Balance Efficiency With Transparency in Analytics-Driven Business

The ubiquity of algorithms in daily life raises questions about ethics, transparency, and who’s keeping tabs on how those algorithms work.

We have disturbingly little idea how many of the algorithms that affect our lives actually work. We consume their output, knowing little about the ingredients and recipe. And as analytics affects more and more of our lives and organizations, we need more transparency. But this transparency may be a bitter pill for businesses to swallow.

In 1906, Upton Sinclair’s The Jungle described the oppressed life of immigrant workers, specifically those in the meatpacking industry in Chicago. Sinclair’s intent in portraying the working conditions of a powerless class may have been to inspire political change. However, the graphic depictions of unsanitary food preparation helped bring transparency to manufacturing processes through the story’s nauseating clarity. The book heavily influenced the creation of regulatory oversight through organizations that eventually became the U.S. Food and Drug Administration.

We might be similarly horrified if we knew what evils lurked in the hearts of business algorithms in use today.

Some examples are lesser evils. Google search is widely used, but details about the order (and inclusion) of pages in its results aren’t public. Credit scores directly affect our finances, but the specific algorithms used to calculate them are secret. And the use of analytics to create algorithms is spreading rapidly to judicial processes, advertising, hiring, and many other daily decisions.

But these are the oxymoronic obvious unknowns. There may be greater evils lurking beneath the surface. The internal operations of businesses have always been a bit murky to consumers. There are algorithms in use within organizations that we as consumers don’t know that we don’t know about — preferential treatments, pricing differences, service prioritization, routing sequences, internal ratings, and so on. There is little opportunity even to know these algorithms exist, much less the analytical results on which they are based.

It actually makes sense that we lack good ways to see how analytical results are produced. Companies want to protect their intellectual property — this is their secret sauce. Whatever advantage companies get from data does not come without effort. Given the considerable investment underlying that effort, companies would certainly be reluctant to give away their hard-earned insights embedded in algorithms. Why would they even consider it?

The difficulty, as in The Jungle, is that others consume what is produced.

With food, we likely would be quite reluctant to want to go back a century to the time of The Jungle — the era before food labeling and inspection processes were required. The bane of every school cafeteria is the dreaded “mystery meat.” We don’t like mystery in what we consume.

With analytics, we are in a Jungle scenario. Businesses create analytical results that affect our lives, but we don’t know much about the ingredients or recipe. What data is used? From where? How are the models created? What affects the resulting decision?

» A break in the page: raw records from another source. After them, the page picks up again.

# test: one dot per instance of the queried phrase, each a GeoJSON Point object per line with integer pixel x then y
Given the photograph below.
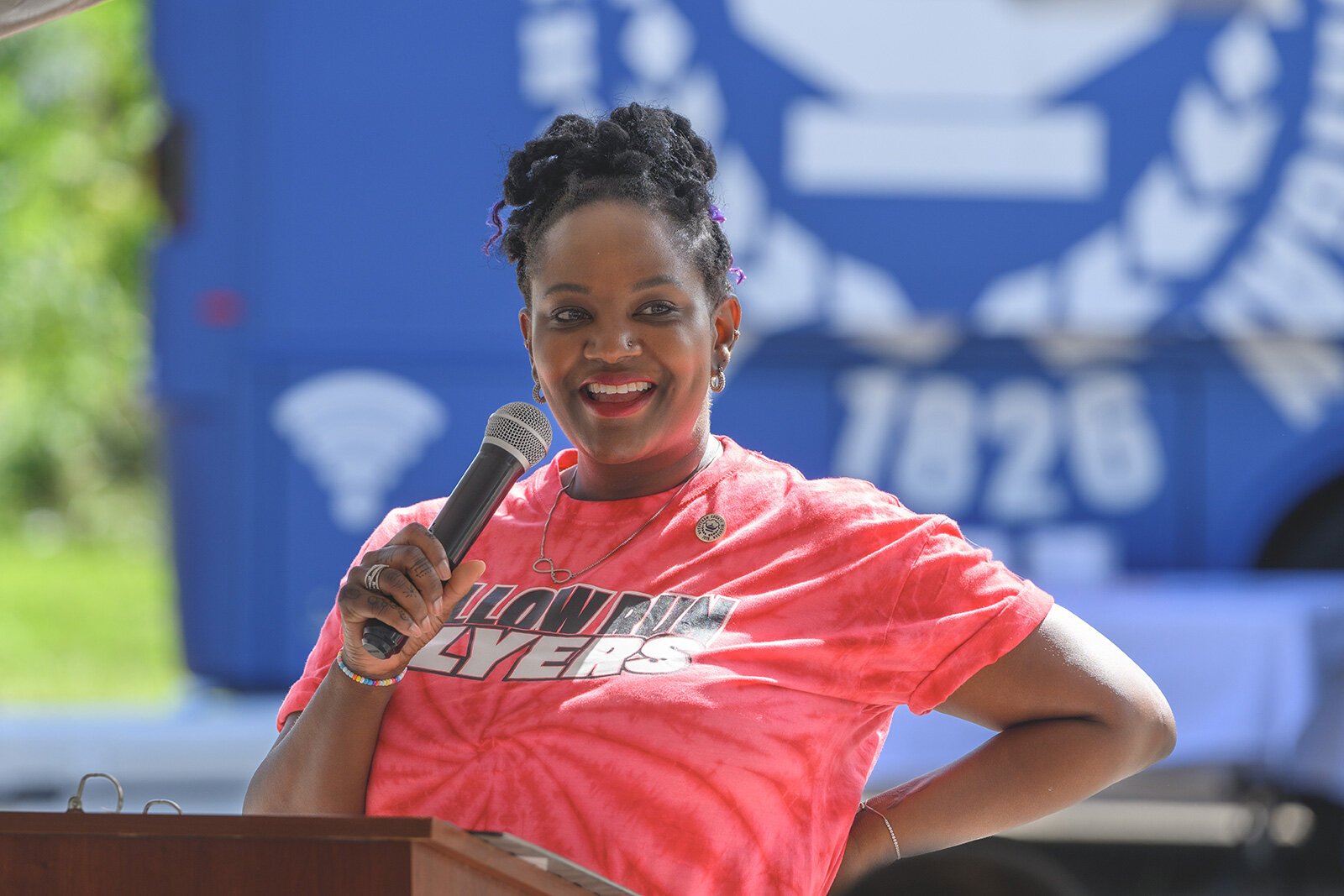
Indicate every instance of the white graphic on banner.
{"type": "Point", "coordinates": [942, 426]}
{"type": "Point", "coordinates": [948, 97]}
{"type": "Point", "coordinates": [360, 430]}
{"type": "Point", "coordinates": [974, 100]}
{"type": "Point", "coordinates": [1180, 214]}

Some aspects of the mystery of what we are consuming falls squarely on our own plate; a lack of knowledge can stem from a lack of effort to understand analytics. While democratization of data is appealing, the new data republic is a meritocracy. Other aspects of the mystery of what we are consuming, however, are currently unknowable. Businesses have little incentive or motivation to share information about the algorithms they use. And, as a result, they will not provide details without a change in incentives or awareness.

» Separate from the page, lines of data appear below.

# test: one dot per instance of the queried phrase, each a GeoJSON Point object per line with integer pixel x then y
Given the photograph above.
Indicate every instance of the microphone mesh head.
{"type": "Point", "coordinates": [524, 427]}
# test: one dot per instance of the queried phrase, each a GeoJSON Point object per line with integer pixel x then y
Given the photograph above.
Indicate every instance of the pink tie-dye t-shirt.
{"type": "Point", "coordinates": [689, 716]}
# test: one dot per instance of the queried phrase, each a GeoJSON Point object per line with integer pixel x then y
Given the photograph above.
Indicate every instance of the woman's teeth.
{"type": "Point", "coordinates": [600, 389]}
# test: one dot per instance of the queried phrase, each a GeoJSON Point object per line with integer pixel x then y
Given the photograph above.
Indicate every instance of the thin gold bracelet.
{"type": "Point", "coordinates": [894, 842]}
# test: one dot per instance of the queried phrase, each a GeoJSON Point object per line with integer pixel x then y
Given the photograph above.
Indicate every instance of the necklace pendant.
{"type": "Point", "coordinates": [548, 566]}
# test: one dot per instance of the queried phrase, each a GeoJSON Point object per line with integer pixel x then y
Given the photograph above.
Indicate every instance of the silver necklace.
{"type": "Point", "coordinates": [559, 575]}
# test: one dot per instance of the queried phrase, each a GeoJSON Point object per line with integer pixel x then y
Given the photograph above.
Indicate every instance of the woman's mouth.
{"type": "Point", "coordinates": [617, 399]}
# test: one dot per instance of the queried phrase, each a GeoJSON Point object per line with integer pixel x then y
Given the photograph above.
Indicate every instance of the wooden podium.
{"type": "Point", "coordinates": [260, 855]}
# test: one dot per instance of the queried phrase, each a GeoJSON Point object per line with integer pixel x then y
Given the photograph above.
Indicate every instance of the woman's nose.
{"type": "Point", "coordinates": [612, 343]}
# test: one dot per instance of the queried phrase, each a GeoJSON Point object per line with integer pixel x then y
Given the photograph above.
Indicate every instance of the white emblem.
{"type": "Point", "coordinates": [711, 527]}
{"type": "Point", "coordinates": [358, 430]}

I’m certainly not advocating for new agencies to regulate and inspect all algorithms. Institutionalization brings with it outside influence, power struggles, and lobbying. There are risks in both over- and under-regulation. The point is that we’ve been in similar situations before and can learn from them. When it came to food and medicine, significant regulation — and the FDA — came about as a result of the lack of self-regulation by the companies producing either product. For algorithms, better self-regulation and transparency may preempt the same sort of government regulation that evolved in the food industry. At a minimum, from a perspective of self-interest, the long memory associated with cheap data storage indicates that business secrets won’t last forever anyway.

This is especially true with the rise of deep learning and artificial intelligence techniques that can be opaque even to their developers. A system that passes a Turing test, by definition, hides the details of how it works from those it interacts with. The lack of information about the analytical results is getting worse, not better.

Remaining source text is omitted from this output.